Many are often shocked when informed that a seemingly healthy person has died because of drug or alcohol overdose. Easy to go by undetected, these substances can often do more damage than one can imagine. It is the job of a forensic toxicologist to coax them out of their hiding places, following a highly classified approach.
Upon entering the body, drugs and alcohol will be distributed to all places where water is present and hence in theory traces of them can be found in locations including body fluids, tissues and organs.
Take alcohol for example, within minutes of consumption, it is absorbed into the bloodstream. The blood alcohol concentration then gradually builds up to a maximum, before eliminated by means of oxidation and excretion until the zero level is reached again.
Based on the fact that alcohol can be found in all parts of the body where water is present, there are actually various methods of finding out if someone has consumed alcohol. In post-mortem situation, when blood might not be available, the method of alcohol detection can be by examining water-rich organs such as the brain. Urine samples can also be taken, in both the living and the dead. What makes urine samples different to other detection methods is that urine can reflect consumption days, rather than mere hours before examination.
In a living person however, the preferred methods are usually blood tests and breath-tests. Among the two, breath-tests are considerably more convenient, and thus are more commonly used. The test measures the amount of alcohol in alveolar air, which is usually 1/2100 that of the alcohol in the blood.
Although rather handy, care must be taken during breath-tests to ensure that it is air from the lungs that is being measured. What to look out for are distractions such as alcohol present in the mouth, which can be caused by something as innocent as a recent rinsing with Listerine. Therefore, breath-test instruments are often installed with things called slope detectors, accepting breath sample only when there is no more or little change in breath alcohol concentration. The subject must also blow for a minimum time with a minimum breath flow rate.
When dealing with drugs, the toxicologist’s job can sometimes be more difficult. The first thing to do would always be extraction and isolation of the drug, if any, from biological materials available. This is done on the observation that most drugs are either acidic or basic, meaning that they can be extracted by controlling the pH of the water solution in which the biological sample is dissolved into.
Then, procedures that follow would be screening and confirmation. By screening, the toxicologist is able to examine the specimens for a wide range of drugs within a short period of time. Common screening methods include thin-layer chromatography, gas chromatography and immunoassay. If the test result comes back as positive, the toxicologist would then proceed to do a confirmation test, with gas chromatography and mass spectrometry being the favoured methods.
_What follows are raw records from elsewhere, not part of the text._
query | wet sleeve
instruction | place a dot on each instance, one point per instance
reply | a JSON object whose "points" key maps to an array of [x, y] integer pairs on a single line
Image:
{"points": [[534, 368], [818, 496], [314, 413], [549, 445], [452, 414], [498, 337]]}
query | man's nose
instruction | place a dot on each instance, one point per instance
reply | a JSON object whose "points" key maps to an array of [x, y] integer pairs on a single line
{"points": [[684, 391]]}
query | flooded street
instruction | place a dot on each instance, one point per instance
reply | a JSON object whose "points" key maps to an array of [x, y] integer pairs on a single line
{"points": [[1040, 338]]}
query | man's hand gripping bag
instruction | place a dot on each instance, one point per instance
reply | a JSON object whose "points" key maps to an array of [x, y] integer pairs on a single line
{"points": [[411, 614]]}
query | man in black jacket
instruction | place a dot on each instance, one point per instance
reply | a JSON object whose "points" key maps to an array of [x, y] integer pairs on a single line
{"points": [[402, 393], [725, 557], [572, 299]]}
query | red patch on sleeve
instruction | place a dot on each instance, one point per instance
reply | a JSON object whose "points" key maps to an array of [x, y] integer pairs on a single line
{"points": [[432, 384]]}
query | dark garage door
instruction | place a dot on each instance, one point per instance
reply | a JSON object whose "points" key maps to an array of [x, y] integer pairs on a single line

What makes a toxicologist’s job so hard is the fact that the toxicologist is always looking for minimal traces of the toxic agent consumed. This is because drugs and alcohol starts breaking down in the body the moment they are consumed. Therefore, often toxicologists have to be satisfied with even a nanogram of the drug. They must also be fully aware of metabolites of drugs as often those are found instead of the actual drug. Heroin for example, is metabolised almost immediately into morphine after entering the bloodstream. Toxicologist must also be aware of the effects of the same drug on different people, and the possible lethal effects of the combination of two drugs, both non-toxics on their own.
Assessing the presence of drugs in the body is actually a rather complicated and highly organised matter. Apart from having a solid base of scientific knowledge, one must never forget to keep an open mind, as well as a watchful eye, to all the bizarre possibilities.